Army assessments found that Infantry Brigade Combat Teams (IBCTs) lack the maneuverable firepower needed to destroy fortified enemy positions, bunkers, light armored vehicles and heavy machine gun positions.

When the new focus on peer competitors and conventional combat is supposed to drive our military development, why does that threat assessment leave out enemy heavy tanks?

And if our infantry might have to face tanks, shouldn't we give our infantry tanks? Which would also do really well attacking fortifications, light armor, and machine guns, in addition to being able to attack enemy tanks..

Oh, and this Congressional Research Service justification cited in the article for the MPF light tank is just ludicrous:

“The IBCT lacks the ability to decisively close with and destroy the enemy under restricted terrains such as mountains, littorals, jungles, subterranean areas, and urban areas,” the CRS report states.

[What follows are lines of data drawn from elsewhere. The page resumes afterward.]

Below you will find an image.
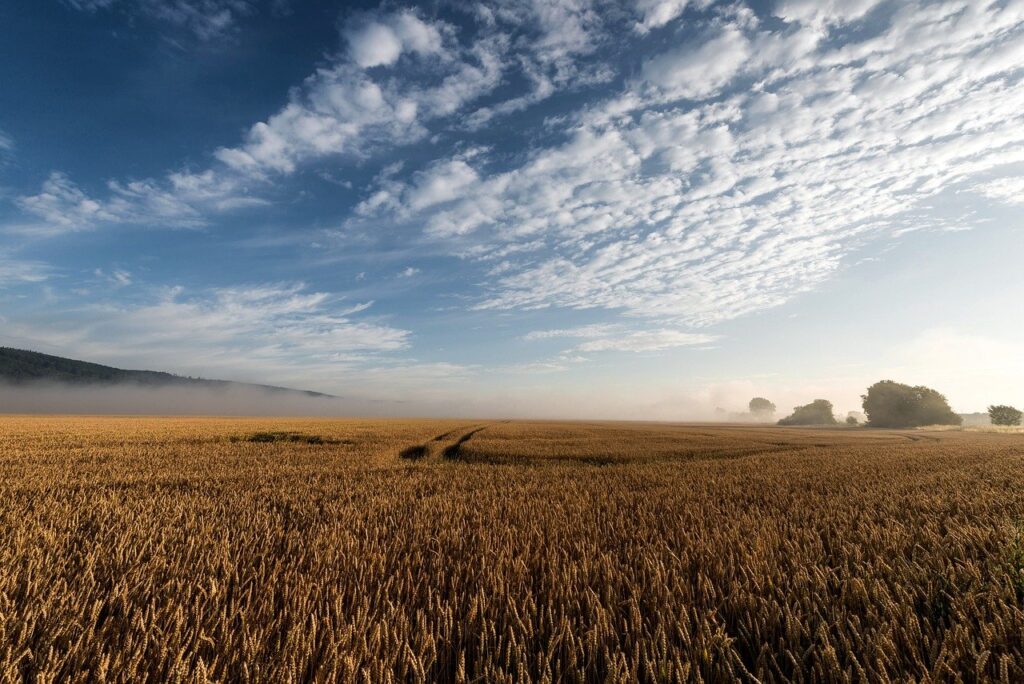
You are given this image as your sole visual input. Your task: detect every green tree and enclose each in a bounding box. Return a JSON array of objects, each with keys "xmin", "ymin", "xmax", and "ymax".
[
  {"xmin": 750, "ymin": 396, "xmax": 775, "ymax": 418},
  {"xmin": 778, "ymin": 399, "xmax": 837, "ymax": 425},
  {"xmin": 988, "ymin": 405, "xmax": 1024, "ymax": 425},
  {"xmin": 861, "ymin": 380, "xmax": 963, "ymax": 428}
]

That's got to be an old piece of evidence despite being in a 2018 report given that it has been a very long time since our Stryker brigades were called Interim Brigade Combat Teams.

But just on the face of it, it is ridiculous as a justification. Light tanks can go up mountains better than heavy tanks? Or littoral (coastal) regions (then why does the Marine Corps have Abrams tanks and include them in their MEUs forward deployed afloat?)? And in jungles? In World War II we used our primary medium tanks there. Further, Abrams functioned very well in cities in the Iraq War--and we even have a version to better enable city operations.

I don't even know what to make of a defense of light tanks for underground operations. I mean other than to laugh hysterically.

Oh, and any defense of light tanks as being something needed to support "fast moving" leg infantry is just fantasy-level thinking.

If the tests don't prove that the proposed MPF vehicle is a Future Burned Out Hulk, I don't know what value they have.